En 1967, une jeune folkeuse quitte sa famille, son mari et son Canada natal pour tenter sa chance aux États-Unis. Joni Mitchell chante d’une voix douce et grave et joue de la guitare sèche comme personne. Ses accords laisseront Eric Clapton stupéfait. À New York, l’ancien leader des Byrds, David Crosby, la remarque et la prend sous son aile. Ensemble, ils rejoignent en Californie les communautés de hippies qui tentent d’échapper à une Amérique conservatrice et puritaine. La réputation de Joni Mitchell rencontre alors un écho grandissant. Au sein du Flower Power, où évoluent aussi Joan Baez et Janis Joplin, féministes et engagées, ou un Bob Dylan contestataire, elle se démarque par son refus de suivre les modes de la contre-culture. Ses textes, d’un raffinement inédit, sont d’une facture intimiste et poétique. Ce style nouveau dans la scène folk rencontrera un succès public stupéfiant, et ses albums « Cloud »s, « Blue » ou « Heijira « marquent leur époque ». « Introspective, sa musique devient l’une des incarnations d’une Amérique éprise de liberté.

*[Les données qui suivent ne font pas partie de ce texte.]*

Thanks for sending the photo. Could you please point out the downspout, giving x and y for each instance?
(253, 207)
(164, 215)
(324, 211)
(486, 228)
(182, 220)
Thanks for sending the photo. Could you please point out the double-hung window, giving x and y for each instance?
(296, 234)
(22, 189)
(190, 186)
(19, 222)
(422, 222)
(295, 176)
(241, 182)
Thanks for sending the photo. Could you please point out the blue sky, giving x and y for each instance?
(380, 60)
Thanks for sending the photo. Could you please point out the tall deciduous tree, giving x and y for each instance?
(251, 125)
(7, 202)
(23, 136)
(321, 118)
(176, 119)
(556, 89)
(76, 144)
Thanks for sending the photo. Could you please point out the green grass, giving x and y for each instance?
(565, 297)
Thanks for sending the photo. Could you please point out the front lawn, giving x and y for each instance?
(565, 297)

Une perle rare qui grâce à nos réseaux omniprésents nous offre une réalisation que, même notre imagination d’auditeur le plus averti, n’aurait pu imaginer. La découverte de ce live démontre une époque ou les richesses et les interprétations musicales étaient quotidiennes. Sur cette scène live Joni Mitchell, icône de la musique folk, est entourée de musiciens qui auront une immense carrière pour chacun d’eux. Ce concert est avant tout un moment T ou la musique, d’une qualité sans pareille, nous offre de découvrir aussi tous ces talents qui marqueront les années à venir de leurs virtuosités renouvelées. Pat Metheny, Peter Mays, Michael Brecker, Jaco Pastorius … et Joni Mitchell la déesse canadienne. Déjà immortelle, icône folk malgré elle, elle aura en près de cinquante ans de carrière et une vingtaine d’albums studio, déjoué tous les pronostics de son entourage, tous les codes du genre. Tout en se baladant de jazz en fusion, de rock en pop, souvent à l’envers des modes et des diktats commerciaux, sur le fil d’une voix magique, son phrasé unique et sa guitare accordée à l’infini restera à jamais pour nourrir nos émotions.

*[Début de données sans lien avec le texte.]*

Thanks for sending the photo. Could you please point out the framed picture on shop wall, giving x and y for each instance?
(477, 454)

(recorded at the Santa Barbara County Bowl/ September 1979 – 0:00 – Introduction – 1:57 – In France They Kiss On Main Street – 6:05 – Edith And The Kingpin – 10:15 – Coyote- 15:11 – Free Man In Paris – 18:40 – Goodbye Pork Pie Hat – 24:34 – Jaco’s Solo – 28:39 – The Dry Cleaner From Des Moines – 33:00 – Amelia – 39:42 – Pat’s Solo – 42:50 – Hejira- 50:03 – Black Crow – 53:57 – Furry Sings The Blues – 59:35 – Raised On Robbery – 1:02:48 – Band Introduction – 1:04:00 – Why Do Fools Fall In Love? – 1:06:23 – Shadows And Light)

David Crosby disait d’elle que son immense talent lui promettait d’être « Meilleure que Bob Dylan » et « plus prolifique que quiconque » « elle est sans aucun doute la meilleure chanteuse-compositrice de notre temps ». Son plus grand regret est de n’avoir jamais chanté avec Miles Davis. Celui-ci préférait causer pinceaux avec elle, tout en prêtant une attention au lyrisme de ses mots alliant la poésie et sa plume introspective sur des harmonies complexes … « Et pourtant, j’ai tout essayé pour jouer avec lui! Il venait me voir peindre, et lui adorait dessiner. On parlait peinture, jamais musique. Après sa mort, son fils m’a dit : « Tu sais que Miles avait tous tes disques près de son lit ? »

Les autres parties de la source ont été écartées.